NOAA Predicts Warmer Winter for U.S., Droughts to Persist in the South


Forecasters with the National Oceanic and Atmospheric Administration (NOAA) are predicting above-average temperatures over most of the country and a continuation of drier-than-average conditions across already drought-stricken parts of the Southwest and Southeast.

These forecasts were made in NOAA's winter outlook for the United States, announced on Oct. 9 at the 2007-2008 Winter Fuels Outlook Conference in Washington, D.C.

"La Niña is here, with a weak-to-moderate event likely to persist through the winter," said Michael Halpert, head of forecast operations and acting deputy director of NOAA's Climate Prediction Center. "While December through February is likely to be another milder-than-average winter for much of the country, people should still expect some bouts of winter weather."

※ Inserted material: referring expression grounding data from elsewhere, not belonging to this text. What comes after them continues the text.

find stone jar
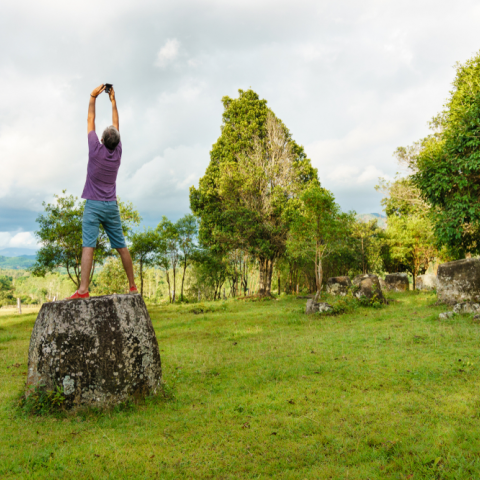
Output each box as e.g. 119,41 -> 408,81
26,294 -> 162,407
326,276 -> 352,296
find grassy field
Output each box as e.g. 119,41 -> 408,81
1,292 -> 480,479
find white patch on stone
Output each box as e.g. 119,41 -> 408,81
63,376 -> 75,395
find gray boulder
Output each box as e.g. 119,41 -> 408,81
416,274 -> 437,291
352,273 -> 378,286
352,274 -> 386,303
384,273 -> 409,292
306,299 -> 333,315
26,294 -> 162,407
326,276 -> 351,296
439,311 -> 455,320
453,302 -> 480,314
437,258 -> 480,304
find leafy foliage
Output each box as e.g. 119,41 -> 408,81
31,191 -> 140,288
287,185 -> 354,300
190,89 -> 318,295
405,51 -> 480,255
19,386 -> 66,416
130,228 -> 161,297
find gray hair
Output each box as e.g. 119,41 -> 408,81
101,126 -> 121,150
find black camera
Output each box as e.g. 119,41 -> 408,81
105,83 -> 113,94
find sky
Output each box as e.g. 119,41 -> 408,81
1,0 -> 480,251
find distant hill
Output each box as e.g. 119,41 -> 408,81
0,247 -> 38,257
356,213 -> 387,229
0,255 -> 36,270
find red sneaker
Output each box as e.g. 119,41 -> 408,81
129,286 -> 139,295
66,290 -> 90,300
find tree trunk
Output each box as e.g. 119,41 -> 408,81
278,278 -> 281,295
140,260 -> 144,297
266,260 -> 273,295
172,266 -> 176,303
180,259 -> 187,302
165,272 -> 171,303
314,255 -> 323,303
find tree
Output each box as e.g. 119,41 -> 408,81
351,219 -> 385,275
287,185 -> 352,301
156,217 -> 180,303
402,51 -> 480,256
190,90 -> 318,296
0,274 -> 15,306
31,191 -> 141,288
377,177 -> 438,287
386,214 -> 436,288
93,255 -> 139,295
176,214 -> 198,301
190,246 -> 228,301
129,228 -> 161,297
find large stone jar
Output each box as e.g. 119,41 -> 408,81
26,294 -> 162,407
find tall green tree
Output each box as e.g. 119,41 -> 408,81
402,51 -> 480,256
352,219 -> 385,275
31,191 -> 140,288
176,214 -> 198,301
377,177 -> 438,287
130,228 -> 161,297
156,217 -> 180,303
190,90 -> 318,296
287,185 -> 352,301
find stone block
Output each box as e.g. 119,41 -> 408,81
352,274 -> 386,303
326,276 -> 351,296
305,299 -> 333,314
416,274 -> 437,291
437,258 -> 480,304
384,273 -> 409,292
26,294 -> 162,407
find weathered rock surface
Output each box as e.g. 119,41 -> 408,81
453,302 -> 480,314
352,274 -> 386,303
326,276 -> 351,296
416,274 -> 437,291
306,299 -> 333,314
26,294 -> 162,407
384,273 -> 409,292
439,311 -> 454,320
437,258 -> 480,304
352,273 -> 377,286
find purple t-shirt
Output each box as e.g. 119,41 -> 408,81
81,131 -> 122,201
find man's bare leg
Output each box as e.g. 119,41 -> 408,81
117,247 -> 136,289
78,247 -> 94,294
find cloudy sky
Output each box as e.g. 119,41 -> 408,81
1,0 -> 479,251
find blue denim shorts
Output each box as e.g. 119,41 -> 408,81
82,200 -> 127,249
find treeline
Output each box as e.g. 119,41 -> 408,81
32,46 -> 480,304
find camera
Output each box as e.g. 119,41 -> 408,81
105,84 -> 113,94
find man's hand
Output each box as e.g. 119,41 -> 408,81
108,87 -> 116,103
91,84 -> 106,98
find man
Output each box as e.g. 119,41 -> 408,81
67,84 -> 138,299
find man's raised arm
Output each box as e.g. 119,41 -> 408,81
109,87 -> 119,131
87,84 -> 106,134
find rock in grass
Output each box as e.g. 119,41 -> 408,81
326,276 -> 351,296
437,258 -> 480,305
416,274 -> 437,291
26,294 -> 162,407
453,302 -> 480,314
352,274 -> 386,303
384,273 -> 409,292
439,311 -> 454,319
306,299 -> 333,314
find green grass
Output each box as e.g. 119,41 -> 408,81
1,292 -> 480,479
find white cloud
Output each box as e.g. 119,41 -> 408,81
154,38 -> 181,68
2,0 -> 480,227
0,231 -> 38,249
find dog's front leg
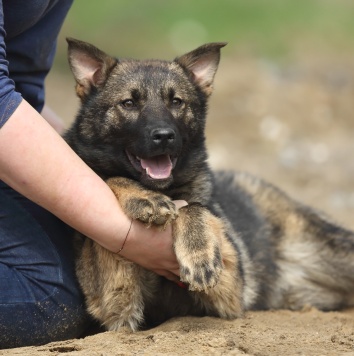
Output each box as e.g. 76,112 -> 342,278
173,204 -> 244,318
173,204 -> 225,291
82,176 -> 177,330
76,238 -> 144,331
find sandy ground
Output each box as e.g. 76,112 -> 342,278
2,308 -> 354,356
3,54 -> 354,355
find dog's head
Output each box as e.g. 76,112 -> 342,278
65,38 -> 226,191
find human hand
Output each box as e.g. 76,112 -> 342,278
118,200 -> 187,281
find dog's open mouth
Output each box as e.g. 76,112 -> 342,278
126,151 -> 177,180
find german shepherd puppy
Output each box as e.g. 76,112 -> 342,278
64,38 -> 354,331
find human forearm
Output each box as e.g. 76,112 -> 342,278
0,99 -> 131,251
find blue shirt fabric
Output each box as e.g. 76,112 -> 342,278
0,0 -> 73,128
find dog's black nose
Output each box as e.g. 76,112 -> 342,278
151,128 -> 175,145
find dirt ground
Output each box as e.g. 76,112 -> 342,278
3,54 -> 354,355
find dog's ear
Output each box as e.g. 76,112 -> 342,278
175,42 -> 227,96
66,38 -> 117,100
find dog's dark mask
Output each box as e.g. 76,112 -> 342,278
65,39 -> 226,190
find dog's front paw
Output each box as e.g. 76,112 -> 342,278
173,205 -> 224,291
126,193 -> 178,226
179,245 -> 223,292
107,177 -> 178,226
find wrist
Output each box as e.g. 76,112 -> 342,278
116,218 -> 133,254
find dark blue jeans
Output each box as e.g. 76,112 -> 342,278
0,182 -> 91,348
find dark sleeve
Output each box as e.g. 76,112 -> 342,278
4,0 -> 73,114
0,0 -> 22,129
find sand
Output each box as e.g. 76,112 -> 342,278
3,308 -> 354,355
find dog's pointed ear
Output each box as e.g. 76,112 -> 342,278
175,42 -> 227,96
66,38 -> 117,100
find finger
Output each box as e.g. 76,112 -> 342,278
173,200 -> 188,210
153,269 -> 180,282
169,268 -> 180,277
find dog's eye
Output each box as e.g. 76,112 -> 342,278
121,99 -> 136,109
171,98 -> 183,107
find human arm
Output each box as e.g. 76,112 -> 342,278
0,99 -> 181,280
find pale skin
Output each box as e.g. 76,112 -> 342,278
0,99 -> 184,281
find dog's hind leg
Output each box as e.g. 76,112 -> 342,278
228,172 -> 354,311
76,239 -> 145,331
271,208 -> 354,311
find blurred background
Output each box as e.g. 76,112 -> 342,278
46,0 -> 354,228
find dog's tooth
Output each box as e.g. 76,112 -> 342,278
136,156 -> 141,161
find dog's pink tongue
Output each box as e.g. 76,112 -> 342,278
140,155 -> 172,179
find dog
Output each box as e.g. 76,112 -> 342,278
64,38 -> 354,331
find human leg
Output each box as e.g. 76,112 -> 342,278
0,182 -> 90,349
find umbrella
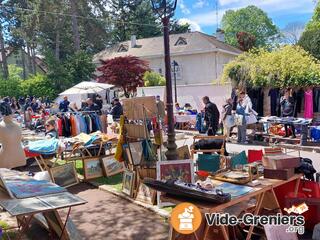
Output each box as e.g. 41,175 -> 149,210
59,81 -> 114,95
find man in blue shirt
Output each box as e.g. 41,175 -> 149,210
59,96 -> 70,112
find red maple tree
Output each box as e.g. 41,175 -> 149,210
236,32 -> 256,51
96,56 -> 150,97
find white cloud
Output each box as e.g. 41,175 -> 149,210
193,0 -> 208,9
178,18 -> 202,31
189,0 -> 315,27
178,0 -> 191,14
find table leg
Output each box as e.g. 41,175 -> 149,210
221,225 -> 229,240
59,207 -> 72,240
16,214 -> 34,240
294,177 -> 301,197
271,188 -> 282,214
246,192 -> 265,240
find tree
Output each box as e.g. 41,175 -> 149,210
305,1 -> 320,31
143,71 -> 165,86
170,19 -> 191,34
299,28 -> 320,60
221,5 -> 278,47
236,32 -> 256,51
222,46 -> 320,88
97,56 -> 150,97
109,0 -> 161,42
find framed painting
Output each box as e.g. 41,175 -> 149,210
122,170 -> 135,197
156,160 -> 195,207
49,163 -> 79,188
122,144 -> 133,166
128,142 -> 143,166
135,182 -> 156,205
101,155 -> 125,177
83,158 -> 103,180
176,145 -> 191,160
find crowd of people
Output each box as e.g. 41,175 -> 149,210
0,94 -> 124,135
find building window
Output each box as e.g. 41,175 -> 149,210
174,37 -> 187,46
117,44 -> 128,52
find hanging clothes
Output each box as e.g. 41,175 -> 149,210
295,88 -> 304,116
268,88 -> 280,116
313,88 -> 320,113
304,89 -> 314,119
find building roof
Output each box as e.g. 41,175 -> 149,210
93,31 -> 242,63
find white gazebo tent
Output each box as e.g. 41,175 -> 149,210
56,81 -> 115,107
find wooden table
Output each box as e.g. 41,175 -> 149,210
163,174 -> 302,240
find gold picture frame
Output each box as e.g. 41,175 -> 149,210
83,158 -> 104,180
49,163 -> 79,188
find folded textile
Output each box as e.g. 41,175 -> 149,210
27,138 -> 59,155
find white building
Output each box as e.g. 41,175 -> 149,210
93,31 -> 242,85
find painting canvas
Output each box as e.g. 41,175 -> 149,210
38,192 -> 86,209
101,155 -> 125,177
0,197 -> 51,216
129,142 -> 143,166
123,144 -> 133,166
136,183 -> 156,205
157,160 -> 194,207
49,163 -> 79,188
83,158 -> 103,180
176,145 -> 191,160
122,170 -> 135,197
5,179 -> 66,199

For the 2007 to 2008 U.S. winter, from December through February, NOAA seasonal forecasters predict:

  • In the Northeast and the Mid-Atlantic, temperatures are expected to be above average in response to the long-term warming trend. Snowfall for the region will depend on other climate factors, which are difficult to anticipate more than one-to-two weeks in advance.
  • The drought-plagued Southeast is likely to remain drier-than-average due to La Niña, while temperatures are expected to be above average.
  • In the Great Lakes and Tennessee Valley, temperatures and precipitation should be above average.
  • The south-central Plains should see drier-than-average conditions and warmer-than-average temperatures. Above-average temperatures are also expected in the central Plains. The northern Plains could see a range from above-average to below-average temperature and precipitation.
  • The Northwest also could see above-average to below-average temperatures. Precipitation should be above average in much of the region due to La Niña.
  • Drought conditions are expected to persist in the Southwest due to La Niña, and temperatures are likely to be above average.
  • Northern Alaska is expected to have milder-than-average temperature and precipitation, while the rest of Alaska could see a range from above-average to below-average temperatures and precipitation. In Hawaii, temperatures and precipitation are expected to be above average.